Now I'm also going to see if I can replicate the lock up issue by depleting the battery and putting it outside to catch dawn.
I've recently deployed 12 units and have begun to notice some odd behaviour.
The units are given a schedule to wake and shut down in order to capture images at certain times. The unit relies on the LiFePO4wered to wake on time. It works really well... except when it doesn't.
While investigating why a unit had not woken when it was meant to, after powering on with the button, I found in the syslog that the LiFePO4wered had restored the system time to 1/1/1970 (when I powered on with the button). Very shortly after, the system got the real time from the internet. The device continued to work normally after this manual start. I checked that it set the RTC on shutdown.
So following a normal software triggered shutdown, the unit just didn't seem to wake up. Perhaps because it had a 0 written to the RTC at shutdown? Or possibly the unit did wake at the designated time, but something caused it to shutdown before the RPI could write anything to the syslog?
I've confirmed this behaviour on at least two units.
Another issue I've encountered is that occasionally a unit just won't wake up. The button won't even wake it. The charge light is on if powered, but I can't wake the unit without going through the battery removal procedure.
I've wondered if both issues could be caused by the same underlying problem? I've seen that other issues have encountered register corruption.
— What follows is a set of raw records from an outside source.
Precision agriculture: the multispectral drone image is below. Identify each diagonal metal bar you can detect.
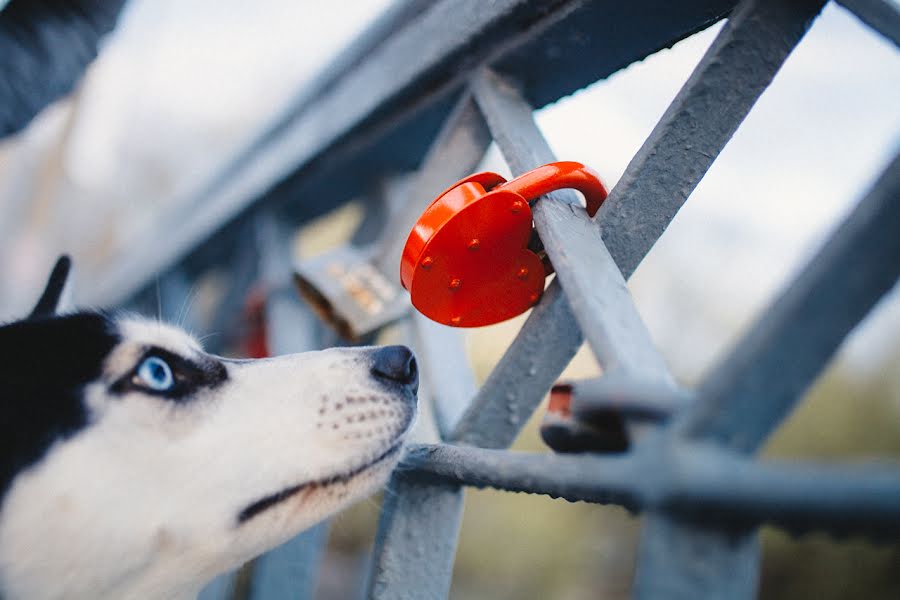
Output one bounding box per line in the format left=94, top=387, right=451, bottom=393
left=450, top=280, right=583, bottom=448
left=676, top=151, right=900, bottom=454
left=402, top=443, right=900, bottom=541
left=470, top=68, right=674, bottom=386
left=452, top=65, right=683, bottom=448
left=597, top=0, right=827, bottom=280
left=837, top=0, right=900, bottom=47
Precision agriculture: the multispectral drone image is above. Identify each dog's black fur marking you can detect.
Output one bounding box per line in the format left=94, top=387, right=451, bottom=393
left=29, top=255, right=71, bottom=318
left=110, top=346, right=228, bottom=401
left=0, top=312, right=118, bottom=504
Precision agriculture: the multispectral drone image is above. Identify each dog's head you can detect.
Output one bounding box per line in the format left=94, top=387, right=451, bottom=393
left=0, top=257, right=418, bottom=599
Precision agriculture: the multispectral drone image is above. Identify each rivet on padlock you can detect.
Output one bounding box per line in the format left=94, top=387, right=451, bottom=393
left=400, top=161, right=608, bottom=327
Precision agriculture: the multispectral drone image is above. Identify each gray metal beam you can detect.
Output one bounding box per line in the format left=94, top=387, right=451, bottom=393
left=836, top=0, right=900, bottom=47
left=634, top=515, right=760, bottom=600
left=401, top=444, right=900, bottom=540
left=677, top=151, right=900, bottom=454
left=597, top=0, right=827, bottom=280
left=468, top=64, right=773, bottom=600
left=85, top=0, right=738, bottom=309
left=451, top=65, right=687, bottom=449
left=450, top=280, right=583, bottom=448
left=596, top=0, right=826, bottom=594
left=367, top=473, right=464, bottom=600
left=403, top=443, right=641, bottom=506
left=470, top=68, right=674, bottom=387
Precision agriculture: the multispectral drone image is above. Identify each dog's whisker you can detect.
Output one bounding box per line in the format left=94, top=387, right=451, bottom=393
left=174, top=282, right=198, bottom=329
left=380, top=482, right=401, bottom=501
left=184, top=284, right=201, bottom=328
left=154, top=278, right=162, bottom=323
left=197, top=331, right=222, bottom=344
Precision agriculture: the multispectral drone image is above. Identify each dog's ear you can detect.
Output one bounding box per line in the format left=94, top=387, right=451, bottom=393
left=29, top=255, right=73, bottom=318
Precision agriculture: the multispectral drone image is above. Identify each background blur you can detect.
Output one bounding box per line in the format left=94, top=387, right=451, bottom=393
left=0, top=1, right=898, bottom=598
That might explain why the RTC_TIME could go to 0. But what if VBAT_MIN was corrupted to a high value? Would that prevent the unit powering on at all? It's a 2 byte register and with the scaling, an overflowed -1 value would correspond to 3.99V.
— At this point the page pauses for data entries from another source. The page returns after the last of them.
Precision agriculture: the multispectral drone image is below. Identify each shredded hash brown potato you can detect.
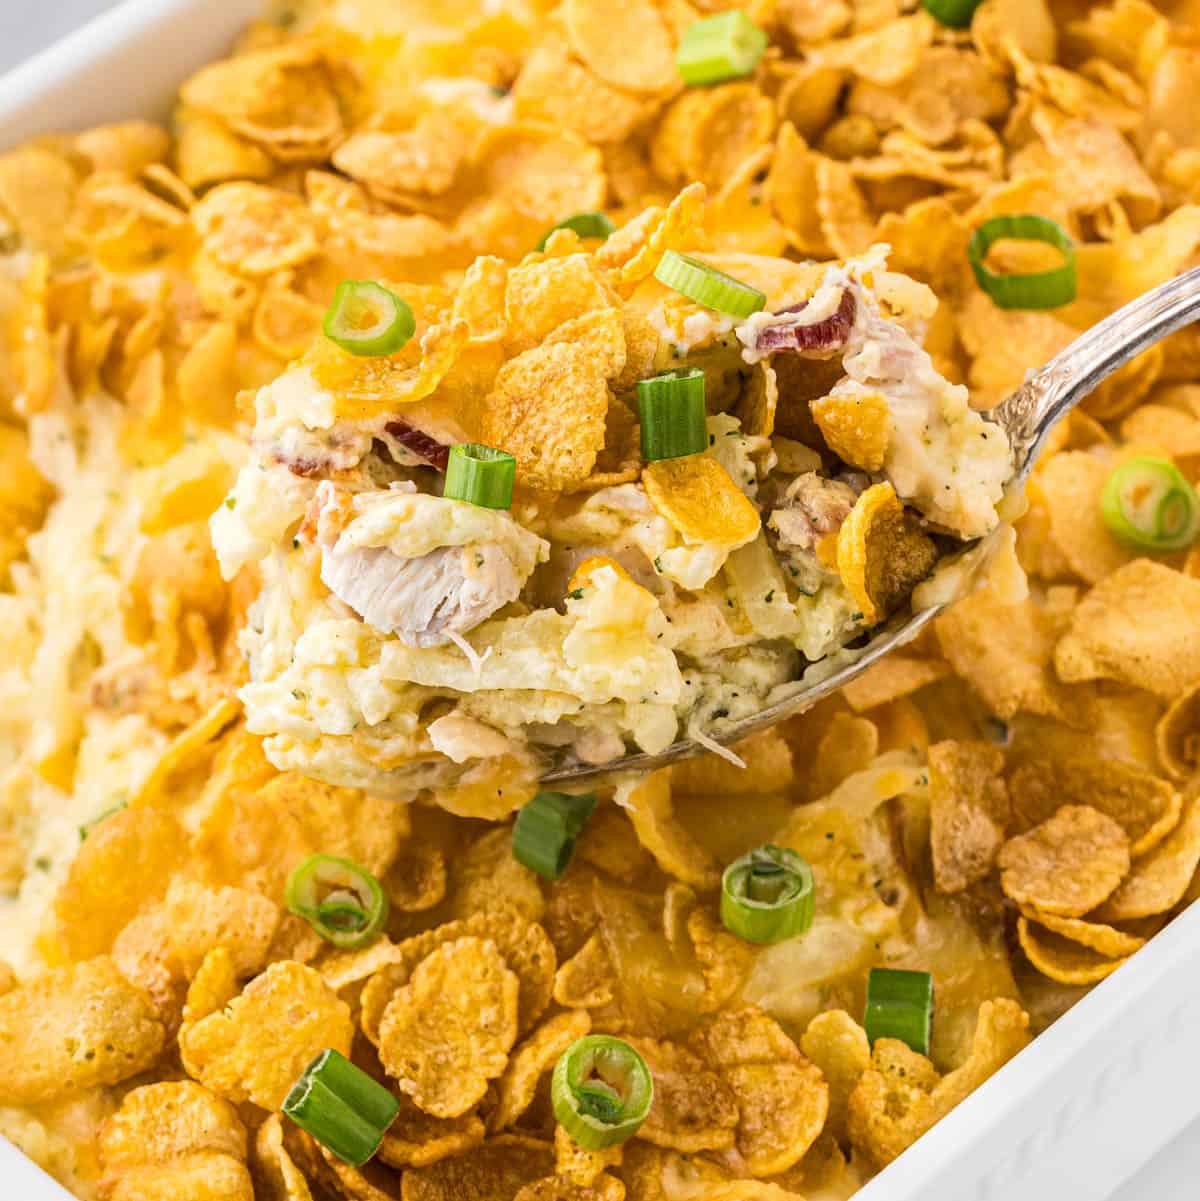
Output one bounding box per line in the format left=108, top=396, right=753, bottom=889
left=1, top=0, right=1200, bottom=1197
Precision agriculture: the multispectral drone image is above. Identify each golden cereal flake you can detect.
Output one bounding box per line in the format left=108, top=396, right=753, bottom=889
left=0, top=958, right=165, bottom=1105
left=180, top=961, right=353, bottom=1110
left=377, top=1095, right=486, bottom=1170
left=191, top=183, right=320, bottom=276
left=1017, top=918, right=1134, bottom=985
left=643, top=456, right=762, bottom=550
left=164, top=879, right=279, bottom=979
left=377, top=937, right=519, bottom=1118
left=254, top=1114, right=315, bottom=1201
left=401, top=1133, right=554, bottom=1201
left=836, top=483, right=938, bottom=626
left=1093, top=789, right=1200, bottom=921
left=491, top=1009, right=592, bottom=1132
left=998, top=805, right=1130, bottom=917
left=564, top=0, right=679, bottom=95
left=811, top=390, right=891, bottom=473
left=800, top=1010, right=871, bottom=1147
left=1055, top=560, right=1200, bottom=699
left=928, top=740, right=1009, bottom=894
left=1015, top=909, right=1146, bottom=959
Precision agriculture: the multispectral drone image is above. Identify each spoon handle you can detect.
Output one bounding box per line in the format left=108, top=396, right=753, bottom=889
left=996, top=265, right=1200, bottom=483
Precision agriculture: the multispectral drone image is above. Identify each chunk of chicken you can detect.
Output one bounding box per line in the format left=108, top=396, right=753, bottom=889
left=769, top=472, right=858, bottom=552
left=320, top=540, right=524, bottom=649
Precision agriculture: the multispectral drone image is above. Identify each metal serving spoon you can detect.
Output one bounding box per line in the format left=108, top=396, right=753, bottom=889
left=544, top=265, right=1200, bottom=783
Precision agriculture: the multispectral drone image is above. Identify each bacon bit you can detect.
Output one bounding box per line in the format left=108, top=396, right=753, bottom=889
left=384, top=419, right=451, bottom=471
left=752, top=290, right=856, bottom=357
left=282, top=455, right=324, bottom=478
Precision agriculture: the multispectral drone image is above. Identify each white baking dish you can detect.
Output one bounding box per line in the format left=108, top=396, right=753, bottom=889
left=2, top=3, right=1199, bottom=1198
The units are the latest revision as of Feb 2024 (I think). They were ordered via Tindie. They have the USB-C connector. The units have no battery holder. Two LiFePO4 18650 batteries in parallel are connected to the board via a short lead.
It might be possible that a significant current is drawn for a short period as it boots. VOUT is powering a wifi dongle. I suppose there is a chance that the voltage might drop below VBAT_SHDN or VBAT_MIN. But I don't think that would be sufficient to explain these issues.